This is the mail archive of the
gcc@gcc.gnu.org
mailing list for the GCC project.
Re: question about DSE
- From: Alex Turjan <aturjan at yahoo dot com>
- To: Michael Matz <matz at suse dot de>
- Cc: gcc at gcc dot gnu dot org
- Date: Wed, 9 Sep 2009 09:59:41 -0700 (PDT)
- Subject: Re: question about DSE
Hi Michael,
> My assumption would be these two split loads of HImode are
> generated by your backend from a given SImode MEM.
Indeed your asumption is right. Bellow I have a mulsi3 expand in which I generate insns of mode HI. operands[1] gets spilled: in the produced BB as a single SI store while in the consumer BB as two separte HI loads (see a_hi and a_lo).
(define_expand "mulsi3"
[(match_operand: SI 0 "general_register_operand" "")
(match_operand: SI 1 "general_register_operand" "")
(match_operand: SI 2 "general_register_operand" "")]
""
"{
rtx buff = gen_reg_rtx(SImode);
rtx a_lo = gen_rtx_SUBREG(HImode, operands[1], 0);
rtx a_hi = gen_rtx_SUBREG(HImode, operands[1], 2);
rtx b_lo = gen_rtx_SUBREG(HImode, operands[2], 0);
rtx b_hi = gen_rtx_SUBREG(HImode, operands[2], 2);
rtx r_hi = gen_rtx_SUBREG(HImode, buff, 2);
emit_insn(gen_umulhisi3(buff, a_lo, b_lo));
emit_insn(gen_machi3(r_hi, a_hi, b_lo, r_hi));
emit_insn(gen_machi3(r_hi, a_lo, b_hi, r_hi));
emit_move_insn(operands[0], buff);
DONE;
}")
> If so, you need
> to make sure to copy the MEM_ALIAS_SET, at least for spill slots (better
> for everything) into the newly generated HImode mems. For spill slots
> it's not enough to set it to zero.
I get your point but as the generation SI->HI takes place in the expand it doesnt help to copy the MEM_ALIAS_SET becasue the operands are pseudo regs.

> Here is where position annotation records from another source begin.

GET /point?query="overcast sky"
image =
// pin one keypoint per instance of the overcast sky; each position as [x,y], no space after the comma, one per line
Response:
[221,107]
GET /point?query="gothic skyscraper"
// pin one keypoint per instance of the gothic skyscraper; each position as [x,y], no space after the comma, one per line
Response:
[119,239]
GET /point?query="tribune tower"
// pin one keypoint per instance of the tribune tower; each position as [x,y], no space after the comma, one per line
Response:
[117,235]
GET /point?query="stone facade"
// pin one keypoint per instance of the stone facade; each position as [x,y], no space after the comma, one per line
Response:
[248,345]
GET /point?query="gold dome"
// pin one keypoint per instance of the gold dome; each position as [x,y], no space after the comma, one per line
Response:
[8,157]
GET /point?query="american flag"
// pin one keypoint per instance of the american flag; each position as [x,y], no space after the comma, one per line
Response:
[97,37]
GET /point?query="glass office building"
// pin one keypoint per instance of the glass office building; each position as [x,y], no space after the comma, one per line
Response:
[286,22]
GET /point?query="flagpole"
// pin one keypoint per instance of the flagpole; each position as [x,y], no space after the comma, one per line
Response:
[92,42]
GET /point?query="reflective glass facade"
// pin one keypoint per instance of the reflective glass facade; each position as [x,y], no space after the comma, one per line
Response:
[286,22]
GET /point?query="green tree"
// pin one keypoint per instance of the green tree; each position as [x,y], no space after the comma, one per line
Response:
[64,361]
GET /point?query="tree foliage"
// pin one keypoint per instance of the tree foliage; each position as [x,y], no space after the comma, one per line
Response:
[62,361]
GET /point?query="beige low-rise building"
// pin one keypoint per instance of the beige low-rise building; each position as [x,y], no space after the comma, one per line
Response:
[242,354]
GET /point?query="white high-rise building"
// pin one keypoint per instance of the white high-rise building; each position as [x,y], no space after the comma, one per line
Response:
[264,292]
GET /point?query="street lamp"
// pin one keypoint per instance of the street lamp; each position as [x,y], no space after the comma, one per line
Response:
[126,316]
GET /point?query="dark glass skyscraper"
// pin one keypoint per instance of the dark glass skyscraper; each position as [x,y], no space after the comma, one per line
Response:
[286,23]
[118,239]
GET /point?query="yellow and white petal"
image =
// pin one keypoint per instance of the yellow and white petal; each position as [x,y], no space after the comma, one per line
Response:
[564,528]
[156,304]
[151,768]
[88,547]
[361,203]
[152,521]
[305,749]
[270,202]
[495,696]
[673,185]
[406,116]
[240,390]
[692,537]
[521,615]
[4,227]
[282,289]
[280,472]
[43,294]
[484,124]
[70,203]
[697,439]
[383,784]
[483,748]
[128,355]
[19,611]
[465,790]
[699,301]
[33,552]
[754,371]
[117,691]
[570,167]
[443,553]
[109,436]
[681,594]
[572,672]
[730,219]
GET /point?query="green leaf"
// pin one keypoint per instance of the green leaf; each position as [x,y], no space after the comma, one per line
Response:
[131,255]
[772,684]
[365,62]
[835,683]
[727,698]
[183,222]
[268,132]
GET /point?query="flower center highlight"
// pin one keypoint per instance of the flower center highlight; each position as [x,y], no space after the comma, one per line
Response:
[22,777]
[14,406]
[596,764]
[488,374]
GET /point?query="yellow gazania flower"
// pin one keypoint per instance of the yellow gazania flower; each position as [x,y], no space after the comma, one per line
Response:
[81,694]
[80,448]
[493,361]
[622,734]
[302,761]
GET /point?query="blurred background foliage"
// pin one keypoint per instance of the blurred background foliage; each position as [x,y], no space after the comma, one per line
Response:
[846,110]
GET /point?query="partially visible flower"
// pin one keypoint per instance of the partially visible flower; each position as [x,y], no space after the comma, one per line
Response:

However, to get a correct implementation I did the following. Instead of doing the split in the expand (as show above), I made use of the following define_insn_and_split:
(define_expand "mulsi3"
[(parallel
[(set (match_operand:SI 0 "register_operand" "")
(mult:SI (match_operand:SI 1 "register_operand" "")
(match_operand:SI 2 "nonmemory_operand" "")))
(clobber (match_operand:SI 3 "register_operand" ""))
]
)
]
""
"{
operands[3] = gen_reg_rtx(SImode);
}")
(define_insn_and_split "*mulsi3"
[(parallel[(set (match_operand:SI 0 "register_operand" "=d,d")
(mult:SI (match_operand:SI 1 "register_operand" "d,d")
(match_operand:SI 2 "nonmemory_operand" "d,I")))
(clobber (match_operand:SI 3 "register_operand" "=d,d"))
])]
""
"#"
"reload_completed"
[(clobber (const_int 0))]
"{
rtx a_lo = gen_rtx_SUBREG(HImode, operands[1], 0);
rtx a_hi = gen_rtx_SUBREG(HImode, operands[1], 2);
rtx b_lo = gen_rtx_SUBREG(HImode, operands[2], 0);
rtx b_hi = gen_rtx_SUBREG(HImode, operands[2], 2);
rtx r_hi = gen_rtx_SUBREG(HImode, operands[3], 2);
emit_insn(gen_umulhisi3(operands[3], a_lo, b_lo));
emit_insn(gen_machi3(r_hi, a_hi, b_lo, r_hi));
emit_insn(gen_machi3(r_hi, a_lo, b_hi, r_hi));
emit_move_insn(operands[0], operands[3]);
DONE;
}")
By using this define_insn_and_split with the predicate "reload_completed"
I ensure that the register allocation takes place on the operands of the "mulsi3" instruction as defined by the define_expand construct. In this way instead of the two separate HI loads (from my previouse mail) I get only one SI load which aliases whith the SI store. In consequence the SI store is no longer removed.
1.What do you think about this implementation? using define_insn_and_split
2.Is is true that in the define_expand constructs I should avoid inducing subregs?
thanks,
Alex